All raw sequence reads were preprocessed using Trimmomatic (version 0.39) [61] to remove adapter sequences and bases with low sequencing quality. The remaining clean reads were mapped to the mouse reference genome (mm10) using HISAT2 (v2.1.0) [62] with the default parameters. BAM files generated from HISAT2 were further processed with Cufflinks (v2.2.1) [63] to quantify transcript abundances using the fragment per kilobase of exon per million fragments mapped (FPKM) normalization method. Differential expression analysis, performed using Cuffdiff (v2.2.1), was subsequently employed to analyze DEGs with an FPKM value > 1 in at least one sample and a q-value < 0.05. We performed Gene Ontology (GO) category and Kyoto Encyclopedia of Genes and Genomes (KEGG) pathway enrichment analyses of the DEGs using the DAVID functional annotation tool (https://www.david.ncifcrf.gov, accessed on 8 July 2021). The mouse reference genome sequence and annotation data were downloaded from the UCSC genome browser (https://www.genome.ucsc.edu, accessed on 8 July 2021), and the R software was used to visualize the results.
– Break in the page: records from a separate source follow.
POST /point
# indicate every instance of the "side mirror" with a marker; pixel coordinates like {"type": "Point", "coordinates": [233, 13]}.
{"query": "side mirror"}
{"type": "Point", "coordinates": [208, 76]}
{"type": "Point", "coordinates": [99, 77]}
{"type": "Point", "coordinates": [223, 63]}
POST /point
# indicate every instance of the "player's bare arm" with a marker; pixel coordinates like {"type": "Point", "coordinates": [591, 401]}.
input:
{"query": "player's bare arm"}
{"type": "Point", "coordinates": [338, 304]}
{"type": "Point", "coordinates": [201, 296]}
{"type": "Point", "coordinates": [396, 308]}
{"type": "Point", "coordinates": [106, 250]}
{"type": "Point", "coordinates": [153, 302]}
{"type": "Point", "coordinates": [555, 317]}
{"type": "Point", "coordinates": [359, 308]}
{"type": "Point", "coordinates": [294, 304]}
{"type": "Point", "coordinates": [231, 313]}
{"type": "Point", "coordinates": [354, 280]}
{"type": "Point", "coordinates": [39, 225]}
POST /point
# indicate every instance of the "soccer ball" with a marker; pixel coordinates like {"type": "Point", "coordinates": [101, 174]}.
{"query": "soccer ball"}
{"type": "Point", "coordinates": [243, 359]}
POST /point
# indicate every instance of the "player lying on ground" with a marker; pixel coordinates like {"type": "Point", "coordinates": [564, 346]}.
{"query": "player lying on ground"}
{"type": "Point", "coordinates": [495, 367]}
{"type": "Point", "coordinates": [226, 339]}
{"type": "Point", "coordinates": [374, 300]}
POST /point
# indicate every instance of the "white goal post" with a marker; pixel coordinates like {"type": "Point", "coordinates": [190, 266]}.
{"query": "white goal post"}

4.6. CRISPR-Cas9 Genome-Editing

To delete the target genes, guide RNAs (gRNAs) for the target genes were designed using Cas-Designer (https://www.rgenome.net, accessed on 8 July 2021). The gRNAs were synthesized via in vitro transcription using T7 RNA polymerase (New England Biolabs, Ipswich, MA, USA). RAW 264.7 cells were transfected with the CRISPR/Cas9 RNP complex and gRNAs using the Neon Transfection System and transfection kit (Thermo Fisher Scientific) following the manufacturer’s instructions. The transfected cells were selected as single colonies, and gene deletion was confirmed using deep sequencing. The genomic DNA was extracted and then amplified using Ex Taq Polymerase (Takara, Kusatsu, Shiga, Japan). The PCR fragments were amplified using HT Dual index-containing primers and sequenced on an Illumina MiniSeq platform. The sequencing data were analyzed using the RGEN tool [64].

4.7. Statistical Analyses

All data are presented as the mean ± standard deviation of three independent experiments or as otherwise indicated. Significance was analyzed using unpaired two-tailed Student’s t tests and highlighted based on the following notations: * p < 0.05; ** p < 0.01.